Aftreden minister Marchant

Op 17 mei 1935 trad minister van Onderwijs, Kunsten en Wetenschappen Henri Marchant (VDB) uit het kabinet-Colijn II vanwege zijn overstap naar het katholicisme.

Aangezien katholieken geacht werden de RKSP te steunen, was de geloofsovergang een breekpunt voor de VDB. Zijn partij vond daarom dat Marchant moest opstappen en dreigde het kabinet te verlaten als hij aan zou aanblijven.

Op aandringen van minister-president H. Colijn hield Marchant daarom de eer aan zichzelf en trad af.

Inhoud

  1. Achtergrond
  2. Geloofsovergang Marchant
  3. Dreigende kabinetscrisis
  4. Afloop

Achtergrond

Marchant was één van de oprichters van de VDB en zat sinds 1900 in de Tweede Kamer. De VDB was een progressieve partij die zich regelmatig uitsprak tegen confessionele politiek. Namens de VDB had Marchant onder andere een groot aandeel in de invoering van het vrouwenkiesrecht.

In de Kamer voerde Marchant een strijd tegen de rechtse coalities die vanaf 1918 regeerden. Na de Nacht van Kersten in 1925 steunde zijn fractie het amendement om het gezantschap bij het Vaticaan op te heffen. Daarmee veroorzaakte hij mede de val van het kabinet-Colijn I. Hij stond vaak tegenover ARP-leider Colijn, van wie Marchant vond dat hij politiek en geloof te sterk met elkaar verbond.

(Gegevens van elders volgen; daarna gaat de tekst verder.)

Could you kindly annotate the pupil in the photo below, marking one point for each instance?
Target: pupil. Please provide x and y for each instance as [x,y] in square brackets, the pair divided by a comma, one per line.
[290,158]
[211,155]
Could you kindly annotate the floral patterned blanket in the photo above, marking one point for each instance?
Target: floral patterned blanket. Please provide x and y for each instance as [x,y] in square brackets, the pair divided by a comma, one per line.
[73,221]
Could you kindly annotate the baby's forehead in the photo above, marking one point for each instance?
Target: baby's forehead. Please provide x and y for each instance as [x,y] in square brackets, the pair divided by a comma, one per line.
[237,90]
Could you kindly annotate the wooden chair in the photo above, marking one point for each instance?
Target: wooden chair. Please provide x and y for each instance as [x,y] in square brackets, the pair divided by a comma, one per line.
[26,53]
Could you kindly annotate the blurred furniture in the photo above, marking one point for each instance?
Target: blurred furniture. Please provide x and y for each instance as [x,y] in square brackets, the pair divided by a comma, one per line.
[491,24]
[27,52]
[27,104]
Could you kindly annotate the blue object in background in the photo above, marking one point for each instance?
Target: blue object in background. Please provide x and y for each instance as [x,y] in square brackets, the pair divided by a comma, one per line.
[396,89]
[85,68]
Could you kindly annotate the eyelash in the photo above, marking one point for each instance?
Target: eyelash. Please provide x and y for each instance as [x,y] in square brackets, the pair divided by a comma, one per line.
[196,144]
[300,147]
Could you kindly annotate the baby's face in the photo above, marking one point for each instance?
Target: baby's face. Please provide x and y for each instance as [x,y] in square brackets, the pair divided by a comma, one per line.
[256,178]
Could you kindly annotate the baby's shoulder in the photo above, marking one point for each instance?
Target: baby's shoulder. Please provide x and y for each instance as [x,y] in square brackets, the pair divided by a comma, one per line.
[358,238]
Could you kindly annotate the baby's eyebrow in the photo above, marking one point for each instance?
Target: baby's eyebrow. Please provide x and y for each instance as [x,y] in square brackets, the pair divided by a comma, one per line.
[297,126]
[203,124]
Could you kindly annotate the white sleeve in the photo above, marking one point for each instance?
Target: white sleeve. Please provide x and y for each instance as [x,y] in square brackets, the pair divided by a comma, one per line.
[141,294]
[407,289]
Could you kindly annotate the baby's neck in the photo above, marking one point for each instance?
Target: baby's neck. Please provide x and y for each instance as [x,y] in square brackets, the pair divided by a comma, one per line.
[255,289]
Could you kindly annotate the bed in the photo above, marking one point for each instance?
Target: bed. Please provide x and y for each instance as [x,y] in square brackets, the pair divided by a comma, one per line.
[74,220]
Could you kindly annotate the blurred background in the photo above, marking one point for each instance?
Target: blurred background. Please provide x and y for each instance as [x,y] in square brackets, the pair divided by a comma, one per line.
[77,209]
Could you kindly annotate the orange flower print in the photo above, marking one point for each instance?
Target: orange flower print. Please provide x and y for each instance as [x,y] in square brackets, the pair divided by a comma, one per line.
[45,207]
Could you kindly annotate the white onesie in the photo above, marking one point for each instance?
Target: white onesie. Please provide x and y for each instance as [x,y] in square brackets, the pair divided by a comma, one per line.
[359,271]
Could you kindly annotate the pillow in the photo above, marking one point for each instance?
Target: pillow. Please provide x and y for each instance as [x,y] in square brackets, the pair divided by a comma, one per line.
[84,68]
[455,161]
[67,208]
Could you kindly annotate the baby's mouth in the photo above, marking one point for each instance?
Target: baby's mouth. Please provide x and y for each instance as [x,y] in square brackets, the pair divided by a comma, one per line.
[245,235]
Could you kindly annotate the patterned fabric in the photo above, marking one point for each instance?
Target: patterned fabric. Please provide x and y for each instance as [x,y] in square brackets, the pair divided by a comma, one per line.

De VDB veranderde in 1933 van koers: Het trad toe tot een kabinet met de christelijke partijen en Marchant werd minister. Dit kabinet-Colijn II werd een 'crisis-kabinet' genoemd vanwege de aanhoudende economische problematiek. Naast Marchant trad namens de VDB Pieter Oud toe als minister van Financiën.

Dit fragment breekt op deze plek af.